These Winnipeggers are using Halloween haunts to help charity
With Halloween fast approaching, Winnipeggers across the city are putting up their spookiest decorations. In River Park South, some residents are using their Halloween haunts to raise money for charity.
For Chris Okell, what started as a Halloween family tradition has grown into something much larger -- about 800 pounds to be exact.
Okell's annual giant pumpkin display on Baisinger Drive has raised thousands of dollars for cancer research in honour of his late mother, Marietta.
"I started doing these big pumpkins 20 some years ago, and then with the loss of mom, that's when I started doing this thing called the Pumpkin Promise," said Okell.
The display is a community effort, with local farmers growing and donating the special Atlantic Giant pumpkins that can grow to almost a thousand pounds.
"They start them early in the spring. They'll get the seed growing and once it's going, they'll put it outside and watch it, see which ones are going to be good and cut off the bad ones and then from there it's whatever secrets they have," explained Okell.
But for Okell, it's not about growing the largest pumpkin; it's all about raising cheer and money for charity.
"Even if it's just a smile, you know, they have that little glimpse of seeing the pumpkins and what someone is doing, then I'll keep doing it."
Okell isn't the only River Park South resident using the holiday to spread some good.
A few blocks over on Highbury Road, Andrew Royal is creating a much spookier display to collect item donations bound for Siloam Mission.
"It's something we always donated to, so over the last few years, we've been taking donations," said Royal.
And like Okell, Royal's reward for the display is seeing people's smiles and knowing he's helping a worthy cause.
"You kind of get a double whammy there," added royal, "You get to share your favourite holiday and you get to give back and it's always something special."
Three cul-de-sacs over from royal, the Giroux family is collecting food donations for Harvest Manitoba.
Rachel Giroux said she's decorated their Fonseca Place home in Halloween decorations for a decade now.
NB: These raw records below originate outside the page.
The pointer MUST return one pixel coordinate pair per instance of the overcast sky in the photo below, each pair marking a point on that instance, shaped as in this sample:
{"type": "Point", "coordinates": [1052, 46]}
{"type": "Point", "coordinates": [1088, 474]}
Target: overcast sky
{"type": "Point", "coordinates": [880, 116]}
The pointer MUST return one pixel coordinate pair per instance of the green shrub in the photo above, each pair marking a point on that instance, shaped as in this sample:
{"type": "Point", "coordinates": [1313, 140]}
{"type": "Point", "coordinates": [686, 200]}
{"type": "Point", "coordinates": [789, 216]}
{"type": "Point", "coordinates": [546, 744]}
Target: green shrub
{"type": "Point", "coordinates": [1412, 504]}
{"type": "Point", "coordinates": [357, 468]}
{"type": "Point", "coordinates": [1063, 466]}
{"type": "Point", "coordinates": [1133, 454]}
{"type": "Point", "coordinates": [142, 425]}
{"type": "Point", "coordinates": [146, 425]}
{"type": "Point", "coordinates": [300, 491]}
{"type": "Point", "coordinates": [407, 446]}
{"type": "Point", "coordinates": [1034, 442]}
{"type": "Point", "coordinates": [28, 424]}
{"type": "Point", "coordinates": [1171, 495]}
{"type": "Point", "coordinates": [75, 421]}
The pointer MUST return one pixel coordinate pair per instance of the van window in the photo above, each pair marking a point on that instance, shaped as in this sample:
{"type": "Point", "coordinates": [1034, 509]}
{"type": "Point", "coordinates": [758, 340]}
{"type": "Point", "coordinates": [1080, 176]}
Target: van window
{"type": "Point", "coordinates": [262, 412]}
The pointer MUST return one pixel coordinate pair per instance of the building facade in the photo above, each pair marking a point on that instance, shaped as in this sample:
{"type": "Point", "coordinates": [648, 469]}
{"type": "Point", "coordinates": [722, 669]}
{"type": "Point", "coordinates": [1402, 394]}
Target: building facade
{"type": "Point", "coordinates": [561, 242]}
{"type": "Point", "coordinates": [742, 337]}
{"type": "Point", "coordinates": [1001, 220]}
"It's been growing with posting it on Facebook," she said. "The community really starts to know who we are."
"We grew from, I think, sixty pounds in the beginning to two years ago before COVID-19 to 350 pounds last time."
Giroux said she's looking to beat that record this year.
The Giroux family's Halloween display is collecting food donations for Harvest Manitoba.
"It is the most important thing for us. [Harvest Manitoba] is a huge factor, and it needs our help."
Giroux said getting to dress up and have fun come Oct. 31, already makes Halloween the best holiday, let alone all the donations.